The agent still understands the guardrail. Gemini no longer refuses to engage.
After both fixes: it works
The full pipeline — LibreChat → Gemini → MCP SSE → real Flux API → back to Gemini → human response — verified working end-to-end inside the production pod.
What should be fixed upstream
Both failures are genuinely fixable at a lower level:
LibreChat could sanitise MCP server names when composing tool names — replace any non-[a-zA-Z0-9_] character with _ in toolname_mcp_servername, and maintain a reverse mapping for execution. The relevant code is loadToolDefinitions() in packages/api/src/server/services/ToolService.js.

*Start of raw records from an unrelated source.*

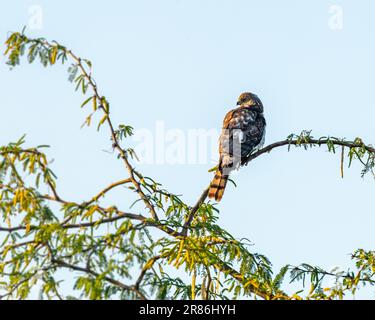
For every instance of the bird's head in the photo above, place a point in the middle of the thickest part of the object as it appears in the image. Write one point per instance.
(248, 99)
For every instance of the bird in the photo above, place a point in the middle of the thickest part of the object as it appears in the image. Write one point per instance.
(243, 132)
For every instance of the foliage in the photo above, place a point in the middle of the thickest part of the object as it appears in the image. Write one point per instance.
(104, 247)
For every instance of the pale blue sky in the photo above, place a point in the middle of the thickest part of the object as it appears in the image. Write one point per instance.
(185, 63)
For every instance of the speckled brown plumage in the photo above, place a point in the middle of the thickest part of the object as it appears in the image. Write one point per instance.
(243, 132)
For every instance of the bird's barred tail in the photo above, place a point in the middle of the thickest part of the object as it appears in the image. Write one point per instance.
(218, 185)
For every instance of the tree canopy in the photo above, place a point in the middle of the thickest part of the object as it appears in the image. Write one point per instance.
(158, 247)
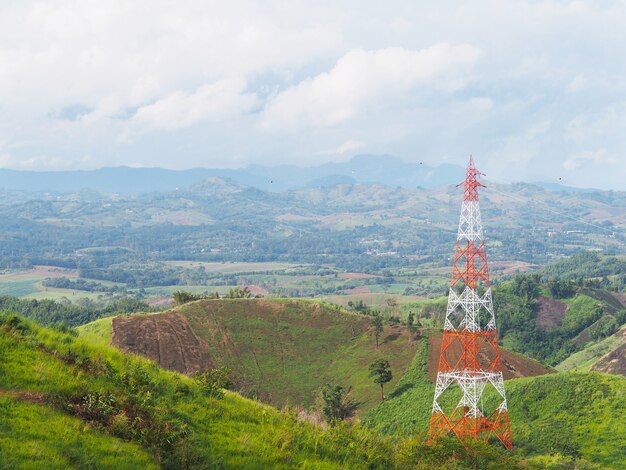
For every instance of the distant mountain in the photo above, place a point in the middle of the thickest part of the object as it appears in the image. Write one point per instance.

LangChain google-genai could validate function names against [a-zA-Z_][a-zA-Z0-9_]* in ChatGoogleGenerativeAI.bindTools() and throw a descriptive error instead of silently sending invalid names to the API.
The Gemini API itself could return a 400 Bad Request with the invalid name rather than silently dropping the entire tool list.
None of these are fixed yet. Until they are: underscores only in MCP server names, and test your full tool set descriptions before shipping.
TL;DR
If your LibreChat + Gemini agent produces blank responses with no error:
- Check tool names: if your MCP server name in
librechat.yamlcontains a hyphen, every tool name is invalid for Gemini. Use underscores. - Check tool descriptions: if the issue is intermittent or goes away when you remove specific tools, you’re hitting the safety filter. Rephrase descriptions that combine execution verbs, SSH/remote framing, and mutation keywords.
- Fetch interceptor: the only way to distinguish these two failures (and everything else) is to inspect the raw Gemini streaming response from inside the LibreChat pod.
outputTokens: 0+STOPmeans one of these two things.
The debugging session ran on Gemini 2.5 Flash via LibreChat v0.8.4 with 13 MCP tools. Results may vary across Gemini versions — the safety filter threshold in particular is model-version-specific and will likely shift across releases.